«Думы» как сверхстиховое единство в русской поэзии XIX — начала XX века
«Думы» как сверхстиховое единство в русской поэзии XIX — начала XX века
В статье пойдет речь о разделах или циклах, озаглавленных «Думы», в собраниях стихотворений или книгах стихов некоторых русских поэтов конца XIX — начала XX века.

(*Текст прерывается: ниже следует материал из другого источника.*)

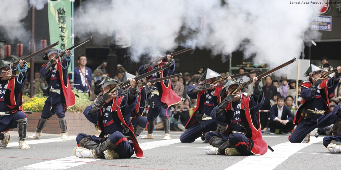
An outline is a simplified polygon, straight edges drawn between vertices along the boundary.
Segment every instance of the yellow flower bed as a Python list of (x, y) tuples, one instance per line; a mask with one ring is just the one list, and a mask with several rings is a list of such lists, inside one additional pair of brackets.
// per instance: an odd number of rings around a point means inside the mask
[(43, 96), (35, 96), (30, 98), (27, 96), (23, 96), (23, 108), (26, 111), (32, 112), (41, 112), (45, 104), (46, 98)]
[[(87, 94), (75, 91), (74, 92), (78, 95), (79, 98), (76, 97), (76, 103), (74, 105), (69, 107), (68, 112), (83, 112), (85, 107), (93, 102), (90, 100)], [(30, 98), (28, 96), (24, 95), (23, 96), (23, 108), (26, 111), (41, 112), (47, 98), (47, 97), (43, 96), (42, 94), (35, 95), (32, 98)]]

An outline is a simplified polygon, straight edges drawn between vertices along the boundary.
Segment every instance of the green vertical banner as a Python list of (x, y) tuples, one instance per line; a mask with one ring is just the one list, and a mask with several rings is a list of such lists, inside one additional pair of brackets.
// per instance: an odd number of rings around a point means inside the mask
[(59, 41), (55, 48), (64, 50), (72, 46), (71, 2), (49, 1), (48, 6), (50, 43)]
[[(72, 46), (71, 2), (70, 0), (48, 1), (47, 11), (50, 43), (59, 41), (55, 48), (64, 50)], [(69, 67), (70, 73), (71, 67)]]

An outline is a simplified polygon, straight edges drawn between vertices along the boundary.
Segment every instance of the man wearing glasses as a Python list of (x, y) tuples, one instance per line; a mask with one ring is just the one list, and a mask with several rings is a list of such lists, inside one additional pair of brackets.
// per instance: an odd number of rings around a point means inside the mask
[(81, 54), (78, 55), (77, 61), (79, 65), (75, 67), (73, 70), (75, 81), (74, 87), (78, 91), (88, 93), (91, 96), (92, 72), (90, 68), (85, 66), (87, 62), (85, 55)]
[(336, 124), (340, 122), (341, 112), (338, 112), (339, 107), (335, 107), (332, 112), (329, 103), (329, 95), (337, 87), (341, 76), (341, 67), (337, 69), (335, 75), (328, 80), (321, 78), (322, 73), (325, 69), (313, 64), (306, 72), (303, 76), (309, 78), (300, 85), (302, 105), (295, 116), (294, 122), (297, 127), (289, 137), (290, 142), (309, 142), (310, 132), (316, 127), (326, 127), (335, 121)]

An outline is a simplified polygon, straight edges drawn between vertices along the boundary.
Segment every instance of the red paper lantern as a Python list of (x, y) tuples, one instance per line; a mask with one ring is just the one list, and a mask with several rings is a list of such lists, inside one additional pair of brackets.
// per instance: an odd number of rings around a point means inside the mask
[(11, 46), (11, 45), (7, 44), (5, 46), (5, 56), (8, 58), (10, 57), (12, 55), (12, 47)]
[(17, 54), (19, 57), (24, 55), (24, 45), (23, 43), (19, 42), (17, 44)]
[(46, 39), (43, 39), (40, 40), (40, 42), (42, 44), (42, 49), (47, 47), (47, 40)]
[(34, 46), (33, 47), (34, 48), (33, 49), (33, 52), (31, 51), (31, 42), (28, 43), (28, 48), (29, 49), (30, 49), (30, 52), (31, 53), (35, 53), (37, 52), (37, 46), (35, 44), (35, 42), (34, 42)]

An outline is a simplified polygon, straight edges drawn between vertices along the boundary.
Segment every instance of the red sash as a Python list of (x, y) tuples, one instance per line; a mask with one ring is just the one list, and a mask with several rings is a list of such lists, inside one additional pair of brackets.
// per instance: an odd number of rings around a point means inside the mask
[[(12, 75), (8, 80), (7, 83), (7, 87), (6, 88), (6, 93), (5, 95), (5, 100), (6, 105), (9, 107), (11, 108), (11, 112), (14, 113), (18, 111), (21, 111), (25, 113), (25, 111), (23, 109), (23, 95), (22, 92), (20, 92), (19, 95), (19, 101), (17, 101), (15, 94), (15, 78), (16, 75)], [(7, 93), (10, 92), (9, 95)], [(9, 96), (9, 99), (8, 97)], [(20, 104), (20, 105), (18, 105)]]

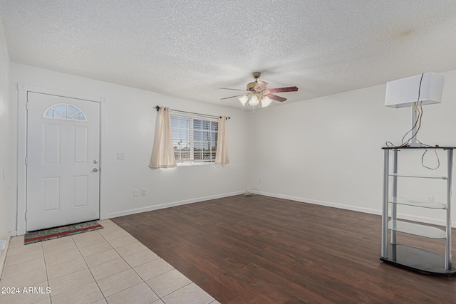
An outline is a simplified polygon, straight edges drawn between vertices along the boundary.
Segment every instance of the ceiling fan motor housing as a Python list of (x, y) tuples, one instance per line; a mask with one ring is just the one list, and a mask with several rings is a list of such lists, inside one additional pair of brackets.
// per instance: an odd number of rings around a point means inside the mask
[(255, 78), (255, 81), (252, 81), (252, 83), (247, 83), (247, 90), (251, 92), (254, 90), (254, 88), (255, 88), (255, 85), (258, 82), (258, 78), (259, 78), (259, 76), (261, 75), (261, 73), (260, 72), (254, 72), (252, 73), (252, 75), (254, 76), (254, 78)]

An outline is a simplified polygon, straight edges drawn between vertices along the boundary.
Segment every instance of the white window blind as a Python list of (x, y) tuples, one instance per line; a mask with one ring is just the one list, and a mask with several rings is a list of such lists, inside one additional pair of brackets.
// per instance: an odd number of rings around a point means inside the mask
[(171, 112), (172, 145), (177, 163), (214, 163), (218, 122), (197, 115)]

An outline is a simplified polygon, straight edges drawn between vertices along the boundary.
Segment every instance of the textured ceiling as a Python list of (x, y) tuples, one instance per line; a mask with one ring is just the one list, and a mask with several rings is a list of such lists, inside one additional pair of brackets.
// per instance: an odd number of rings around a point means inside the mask
[(0, 18), (14, 62), (229, 106), (219, 88), (254, 71), (290, 103), (456, 69), (455, 0), (0, 0)]

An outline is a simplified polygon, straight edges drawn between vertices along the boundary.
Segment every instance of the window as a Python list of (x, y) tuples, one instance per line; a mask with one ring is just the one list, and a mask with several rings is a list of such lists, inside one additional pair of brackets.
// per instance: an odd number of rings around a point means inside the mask
[(172, 114), (171, 125), (177, 164), (215, 162), (217, 121)]
[(47, 118), (87, 121), (87, 117), (83, 111), (74, 105), (67, 103), (54, 105), (48, 108), (44, 112), (44, 117)]

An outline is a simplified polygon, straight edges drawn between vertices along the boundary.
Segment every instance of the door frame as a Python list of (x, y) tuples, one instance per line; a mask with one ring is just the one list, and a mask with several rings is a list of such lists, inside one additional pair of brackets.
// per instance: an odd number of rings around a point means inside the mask
[[(79, 93), (65, 92), (58, 90), (35, 87), (18, 83), (18, 152), (17, 152), (17, 221), (16, 235), (20, 236), (26, 233), (26, 212), (27, 207), (27, 166), (26, 156), (27, 153), (27, 110), (28, 93), (33, 92), (64, 98), (79, 99), (82, 100), (100, 103), (100, 167), (103, 164), (102, 140), (105, 132), (103, 108), (105, 100), (103, 97), (86, 95)], [(104, 219), (101, 205), (101, 170), (100, 170), (100, 219)], [(14, 233), (14, 231), (12, 231)], [(11, 236), (13, 236), (11, 234)]]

Целью нашей статьи является попытка наметить подступы к определению функциональной роли этих структурных образований в процессе эволюции форм сверхстиховых единств.
В 1903 году выходит в свет книга стихов Валерия Брюсова «Urbi et Orbi», сознательно выстроенная автором как композиционно-смысловое целое и уподобленная в предисловии роману: «Отделы в книге стихов — не более как главы, поясняющие одна другую, которых нельзя переставлять произвольно»[1380].

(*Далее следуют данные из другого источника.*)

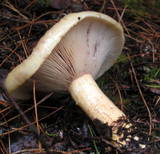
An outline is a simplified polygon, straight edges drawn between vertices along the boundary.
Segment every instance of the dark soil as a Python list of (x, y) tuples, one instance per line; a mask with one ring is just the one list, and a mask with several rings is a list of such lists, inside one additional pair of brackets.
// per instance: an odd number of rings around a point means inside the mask
[[(3, 89), (7, 72), (31, 54), (39, 38), (65, 14), (92, 10), (120, 21), (125, 47), (117, 63), (97, 83), (138, 128), (145, 149), (117, 149), (110, 128), (100, 134), (69, 95), (37, 96), (42, 145), (51, 153), (160, 153), (160, 3), (143, 1), (126, 7), (124, 0), (0, 1), (0, 153), (44, 153), (38, 136), (13, 107)], [(54, 93), (53, 93), (54, 95)], [(33, 99), (16, 102), (35, 126)], [(97, 123), (97, 122), (96, 122)], [(143, 138), (143, 139), (142, 139)]]

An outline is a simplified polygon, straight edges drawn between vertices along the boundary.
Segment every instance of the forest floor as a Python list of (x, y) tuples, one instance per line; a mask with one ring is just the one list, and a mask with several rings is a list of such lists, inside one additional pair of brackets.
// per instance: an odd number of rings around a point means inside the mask
[[(146, 149), (134, 153), (160, 152), (158, 0), (0, 0), (0, 84), (31, 54), (52, 25), (66, 14), (80, 11), (102, 12), (123, 26), (122, 54), (97, 83), (143, 134)], [(3, 90), (0, 89), (0, 153), (45, 153)], [(49, 95), (37, 97), (37, 105), (34, 100), (16, 103), (35, 124), (51, 153), (129, 153), (108, 144), (69, 95), (54, 100)]]

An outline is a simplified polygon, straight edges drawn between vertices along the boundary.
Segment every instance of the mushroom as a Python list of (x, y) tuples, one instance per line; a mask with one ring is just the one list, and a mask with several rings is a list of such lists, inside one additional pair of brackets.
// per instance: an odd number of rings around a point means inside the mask
[(122, 139), (124, 134), (118, 134), (118, 128), (123, 126), (131, 132), (132, 125), (126, 120), (119, 122), (120, 118), (127, 119), (125, 114), (95, 82), (115, 63), (123, 45), (123, 29), (111, 17), (92, 11), (68, 14), (8, 74), (4, 85), (17, 99), (30, 96), (33, 80), (40, 92), (68, 90), (91, 120), (111, 127), (114, 144), (124, 147), (128, 139)]

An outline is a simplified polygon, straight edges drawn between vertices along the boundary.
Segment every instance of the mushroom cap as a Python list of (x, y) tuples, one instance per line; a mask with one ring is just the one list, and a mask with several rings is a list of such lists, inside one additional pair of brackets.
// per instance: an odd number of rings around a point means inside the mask
[(111, 17), (92, 11), (68, 14), (8, 74), (5, 87), (10, 93), (17, 89), (25, 93), (23, 86), (31, 89), (32, 80), (36, 80), (40, 91), (67, 90), (83, 74), (100, 77), (116, 61), (123, 45), (123, 29)]

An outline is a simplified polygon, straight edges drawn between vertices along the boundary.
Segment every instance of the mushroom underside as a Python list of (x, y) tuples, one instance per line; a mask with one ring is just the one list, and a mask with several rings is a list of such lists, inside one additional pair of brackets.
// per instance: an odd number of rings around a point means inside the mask
[(100, 19), (87, 18), (78, 22), (32, 76), (37, 89), (64, 91), (83, 74), (97, 79), (119, 56), (121, 37), (118, 29)]

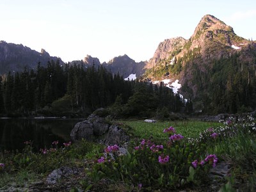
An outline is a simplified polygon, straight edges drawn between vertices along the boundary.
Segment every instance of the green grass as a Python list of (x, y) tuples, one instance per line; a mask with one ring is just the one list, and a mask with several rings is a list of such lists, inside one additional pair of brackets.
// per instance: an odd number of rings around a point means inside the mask
[(166, 134), (163, 132), (165, 128), (170, 126), (176, 129), (177, 133), (181, 134), (185, 138), (198, 138), (199, 133), (209, 127), (217, 127), (221, 124), (216, 122), (204, 122), (196, 120), (157, 122), (148, 123), (143, 120), (119, 122), (131, 127), (132, 133), (135, 138), (148, 139), (152, 137), (154, 140), (164, 141), (166, 140)]

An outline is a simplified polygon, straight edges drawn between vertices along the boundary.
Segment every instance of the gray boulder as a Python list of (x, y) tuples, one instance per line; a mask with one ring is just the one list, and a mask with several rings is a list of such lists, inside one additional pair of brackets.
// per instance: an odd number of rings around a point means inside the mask
[(78, 122), (71, 131), (70, 137), (74, 141), (82, 138), (89, 141), (93, 140), (94, 138), (93, 124), (88, 120)]
[(123, 129), (116, 125), (110, 125), (104, 118), (92, 114), (87, 120), (76, 124), (70, 133), (73, 141), (84, 138), (88, 141), (100, 140), (105, 145), (124, 145), (129, 140)]
[(106, 136), (104, 143), (109, 145), (122, 145), (123, 143), (128, 141), (129, 137), (125, 134), (123, 129), (116, 125), (110, 126), (109, 129)]

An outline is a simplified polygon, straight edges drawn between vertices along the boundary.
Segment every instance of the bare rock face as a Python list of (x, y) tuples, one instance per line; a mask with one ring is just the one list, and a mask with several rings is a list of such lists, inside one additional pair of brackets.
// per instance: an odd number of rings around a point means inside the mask
[(93, 124), (88, 120), (78, 122), (76, 124), (70, 133), (73, 141), (78, 141), (82, 138), (92, 141), (94, 138)]
[(188, 40), (181, 36), (164, 40), (159, 44), (153, 58), (149, 60), (145, 68), (150, 68), (155, 66), (160, 60), (167, 59), (170, 56), (170, 52), (180, 51), (187, 42)]
[(129, 138), (123, 129), (116, 125), (109, 125), (105, 122), (104, 118), (92, 114), (83, 122), (76, 124), (70, 133), (73, 141), (82, 138), (94, 141), (99, 137), (103, 137), (102, 143), (106, 145), (123, 145)]
[(128, 141), (129, 137), (124, 130), (116, 125), (111, 125), (104, 141), (107, 145), (119, 144), (124, 141)]
[(47, 67), (47, 62), (51, 60), (60, 65), (64, 64), (60, 58), (51, 56), (44, 49), (39, 52), (22, 44), (0, 41), (0, 75), (9, 71), (22, 72), (25, 67), (28, 70), (35, 70), (38, 63), (41, 67)]
[(97, 58), (93, 58), (90, 55), (86, 55), (86, 56), (83, 60), (84, 64), (95, 66), (100, 65), (100, 60)]

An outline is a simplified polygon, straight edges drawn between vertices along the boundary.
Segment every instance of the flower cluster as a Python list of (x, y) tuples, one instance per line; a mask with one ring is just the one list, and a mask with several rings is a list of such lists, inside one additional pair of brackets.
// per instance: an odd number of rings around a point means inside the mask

Брюсовские «главы» были поименованы как классические поэтические жанры («Баллады», «Элегии», «Оды и послания», «Песни»), которые уж давно не являлись фактором, формирующим структурное единство русской поэзии. Сам Брюсов в том же предисловии подчеркивал, что заглавия носят несколько искусственный характер, поскольку стихотворения, представляющие в «книге стихов» соответствующие жанры, далеки от их исторических «прообразов»: «Стихи соединены в ней, по-видимому, по внешним признакам; есть даже искусственные подразделения, как „Сонеты и терцины“. Но различие формы всегда было вызвано различием содержания. Некоторые названия отделов, напр<имер> „Элегии“, „Оды“, взяты не в обычном значении этих слов. Но значение, придаваемые им учебниками, идет от времени французского лжеклассицизма и тоже отличается от их первоначального смысла, какой они имели у античных поэтов» (1, 605).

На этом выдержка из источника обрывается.